Tough questions about state’s Purple Shirt volunteer patrol
Penang’s chief minister Lim Guan Eng, his press secretary, and an executive councillor have come under criticism from Tay Tian Yan, deputy editor-in-chief of Sin Chew, who has called for a public hearing at which the press could freely question state leaders about the controversial state-sponsore Pasukan Peronda Sukarela community service unit.
In his weekly column Without Fear or Favour on Friday, Tay questioned Guan Eng’s handling of the press, the combativeness of Guan Eng’s press secretary, and mentioned the harsh response from councillor Phee Boon Poh, who oversees the voluntary unit, towards reporters’ enquiries.
Tay’s column So who is meek and who is evil now? was republished at the Malay Mail Online and Malaysian Insider at the weekend, a day before police arrested 158 PPS members and councillor Phee after the Merdeka Day parade. The column was also carried at Malaysia Today this morning.

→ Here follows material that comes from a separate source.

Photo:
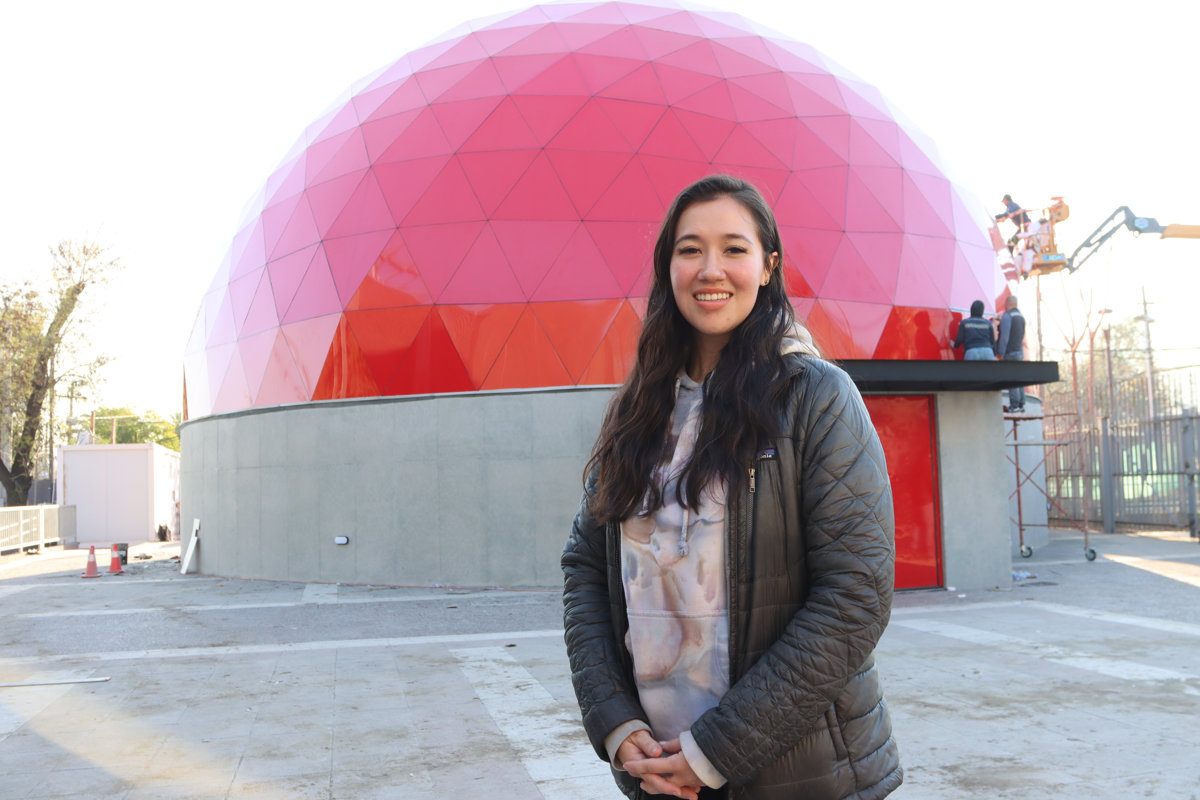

The Sin Chew editor’s criticism comes amidst rumblings of growing disenchantment among the Penang press corps about Guan Eng’s “arrogance” — which has dogged him from the beginning when he parachuted into Penang months before the 2008 election ending up as Chief Minister.
There is also the uncomfortable contrast between his carefully-cultivated public image of reformer and people’s hero, and his agressiveness and sometimes open hostility when fielding questions from the press.
There is now quiet coffeeshop talk among some reporters about the growing disenchantment in the Chinese press coupled with talk of sending him packing back to Selangor at the next general election in favour of local boy Chow Kon Yeow, the senior executive councillor and head of Penang DAP.
Tay had questioned the manner in which executive councillor Phee Boon Poh had responded to a reporter’s question about fears that the voluntary patrol unit was infiltrated by secret society members. Over the weekend, Penang police have made similar allegations and questioned the legality of the unit (Guan Eng says PPS comes under the state and therefore cannot be illegal).
He also questioned the aggressive tactics and combativeness shown by Guan Eng’s press secretary Cheong Yin Fan, a former Chinese newspaper reporter. Tay questioned “if she wanted reporters to behave like PPS members when dealing with Umno” and said she had labelled the Chinese journalists’ association and the press club as “foxes that have exposed their tails”.
To be frank, the Chinese press has never been lenient to each and every instance cited by press secretary Cheong. Don’t tell he she is not contended with just this as if she wanted reporters to behave like PPS members when dealing with Umno.
It is unbecoming for her to demonize her former colleagues as “foxes that have exposed their tails.” How said that a talented young lady groomed and trained by the Chinese press could end up this way.
We don’t know of any other individuals who would slam the Chinese newspapers this hard like CM Lim and his men. And indeed none others that we know of could possibly stretch our tolerance this far.
Penang’s journalism fraternity wants a public hearing, and has invited CM Lim, exco Phee et al to attend. I absolutely agree that this is a very open and fair way of doing things. We want the world to know who it is that is the fox that fears the evil and takes advantage of the meek.
‘Lust, lies and ego on overdrive’ remarks
Tay Tian Yan has clashed with Lim Guan Eng before. In January last year, responding to a barrage of criticisms against him, Tay wrote:
politicians must also remain loyal to the political faith they once cherished, instead of falling into the trap of power and getting dragged in the nose by their lusts. » Tay’s column
Guan Eng is noted for his touchiness in responding to perceived slights; many have notably taken to effusively pointing out that they had no personal intent when making criticisms of government policies.
The chief minister and DAP secretary-general has been particularly aggressive in attacking Barisan Nasional-owned newspapers such as the Star, whose political writer Joceline Tan he once called “a liar” at a public forum, and has even called out journalists from online media which have been generous with coverage of the opposition leader.
In January last year, the KLxpress blog noted that “Guan Eng seemed to be at loggerheads with” Tay, demanding space in the Chinese newspaper to put up his defence, and said Guan Eng had made “incessant attacks against him for harping on issues of the ultra sensitive Chief Minister”.
KLxpress said: “Perhaps Guan Eng should take a leaf from his father to remain calm in times of adversity and not bark like a crazy dog. He should know well that as Chief Minister, he should be prepared to be scrutinised by the public and that his actions are subject to ridicule and public opinion. Guan Eng should learn to manage his ego mannerism [sic]so that it does not go into overdrive.”